2.4.2. Characteristics
o Each Media Stream is identified by a unique Synchronization source
(SSRC) [RFC3550] that is carried in every RTP and Real-time
Transport Control Protocol (RTCP) packet header.
o At any given point, an Media Stream can have one and only SSRC.
o Each Media Stream defines a unique RTP sequence numbering and
timing space.
o Several Media Streams could potentially map to a single Media
Source via the source transformations (See Section 3.3).
o Several Media Streams can be carried over a single RTP Session.
2.5. Media Provider
Lennox, et al. Expires January 16, 2014 [Page 6]

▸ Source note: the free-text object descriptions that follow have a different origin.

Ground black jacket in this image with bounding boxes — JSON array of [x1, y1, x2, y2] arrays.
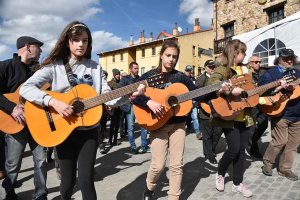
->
[[0, 54, 32, 114], [133, 69, 202, 124]]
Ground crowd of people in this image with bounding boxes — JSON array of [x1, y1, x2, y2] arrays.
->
[[0, 20, 299, 200]]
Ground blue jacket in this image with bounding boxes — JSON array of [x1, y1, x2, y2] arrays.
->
[[258, 66, 300, 122]]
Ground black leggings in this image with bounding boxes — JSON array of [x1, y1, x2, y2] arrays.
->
[[218, 122, 251, 185], [56, 128, 98, 200]]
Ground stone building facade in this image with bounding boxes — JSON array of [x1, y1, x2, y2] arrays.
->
[[213, 0, 300, 53]]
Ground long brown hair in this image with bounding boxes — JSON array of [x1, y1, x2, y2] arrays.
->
[[41, 21, 92, 66], [218, 39, 246, 68], [157, 40, 180, 72]]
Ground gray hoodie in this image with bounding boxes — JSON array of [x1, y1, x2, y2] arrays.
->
[[20, 58, 126, 107]]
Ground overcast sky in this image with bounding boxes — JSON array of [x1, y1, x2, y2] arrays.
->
[[0, 0, 213, 61]]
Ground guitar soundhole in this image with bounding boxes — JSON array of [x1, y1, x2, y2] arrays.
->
[[168, 96, 179, 107], [72, 101, 84, 114]]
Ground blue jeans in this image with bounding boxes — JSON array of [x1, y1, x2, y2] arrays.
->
[[126, 105, 148, 149], [2, 129, 47, 199], [190, 107, 201, 135]]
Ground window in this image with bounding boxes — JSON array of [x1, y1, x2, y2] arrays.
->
[[141, 67, 145, 74], [142, 49, 145, 57], [192, 46, 196, 56], [264, 2, 286, 24], [120, 53, 123, 61], [152, 47, 156, 56], [112, 55, 115, 63], [252, 38, 286, 67], [223, 23, 234, 38], [198, 48, 213, 57], [197, 67, 202, 76], [267, 6, 284, 24]]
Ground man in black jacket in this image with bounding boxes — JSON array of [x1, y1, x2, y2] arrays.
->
[[247, 56, 268, 159], [118, 62, 150, 154], [0, 36, 47, 200], [195, 60, 222, 164]]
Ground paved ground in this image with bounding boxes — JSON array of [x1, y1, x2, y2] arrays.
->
[[1, 128, 300, 200]]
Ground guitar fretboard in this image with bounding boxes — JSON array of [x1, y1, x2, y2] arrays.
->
[[82, 80, 147, 110], [176, 82, 223, 103], [291, 78, 300, 86], [247, 80, 282, 97]]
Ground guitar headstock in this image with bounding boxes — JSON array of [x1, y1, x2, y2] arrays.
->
[[283, 71, 296, 84], [230, 74, 252, 87], [146, 73, 169, 89]]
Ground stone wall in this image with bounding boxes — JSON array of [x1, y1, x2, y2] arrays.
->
[[213, 0, 300, 40]]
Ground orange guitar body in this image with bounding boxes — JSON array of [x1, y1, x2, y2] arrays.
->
[[200, 103, 211, 114], [133, 83, 192, 131], [211, 81, 257, 120], [25, 84, 102, 147], [0, 86, 24, 134], [259, 85, 300, 117]]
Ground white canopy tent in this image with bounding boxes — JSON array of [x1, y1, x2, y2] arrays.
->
[[233, 11, 300, 66]]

Internet-Draft RTP Grouping Taxonomy July 2013
A Media Provider is a logical component within the RTP Stack that is
responsible for encoding the media data from one or more Media
Sources to generate RTP Payload for the outbound Media Streams.
2.5.1. Alternate Usages
Within the SDP usage, an m=line describes the necessary configuration
required for encoding purposes.
CLUE's "Capture Encoding" provides specific encoding configuration
for this purpose.
WebRTC WG uses the term "RtcMediaStreamTrack" to qualify as source of
the media data that is encoded via the Media Provider.
2.5.2. Characteristics
o A Media Source can be multiply encoded by a given Media Provider
on-the-fly by allowing various encoded representations.
2.6. RTP Session
An RTP session is an association among a group of participants
communicating with RTP. It is a group communications channel which
can potentially carry a number of Media Streams. Within an RTP
session, every participant finds out meta-data and control
information (over RTCP) about all the Media Streams in the RTP
session. The bandwidth of the RTCP control channel is shared within
an RTP Session.
2.6.1. Alternate Usages
Within the context of SDP a singe m=line can map to a single RTP
Session or multiple m=lines can map to a single RTP Session. The
latter is enabled via multiplexing schemes such as BUNDLE
[I-D.ietf-mmusic-sdp-bundle-negotiation], for example, that allows
mapping of multiple m=lines to a single RTP Session.
2.6.2. Characteristics
o Typically an RTP Session can carry one ore more Media Streams, the
latter is also termed "SSRC Multiplexing".
o Each RTP Session is carried by a single underlying Media Transport
unless multiple RTP sessions are multiplexed over a single
Transport Flow. Such a scheme is alternatively called "Session
Multiplexing" in the RTP context
[I-D.westerlund-avtcore-transport-multiplexing].
Lennox, et al. Expires January 16, 2014 [Page 7]
Internet-Draft RTP Grouping Taxonomy July 2013
o An RTP Session shares a single SSRC space as defined in RFC3550
[RFC3550]. That is, those End Points can see an SSRC identifier
transmitted by any of the other End Points. An End Point can
receive an SSRC either as SSRC or as a Contributing source (CSRC)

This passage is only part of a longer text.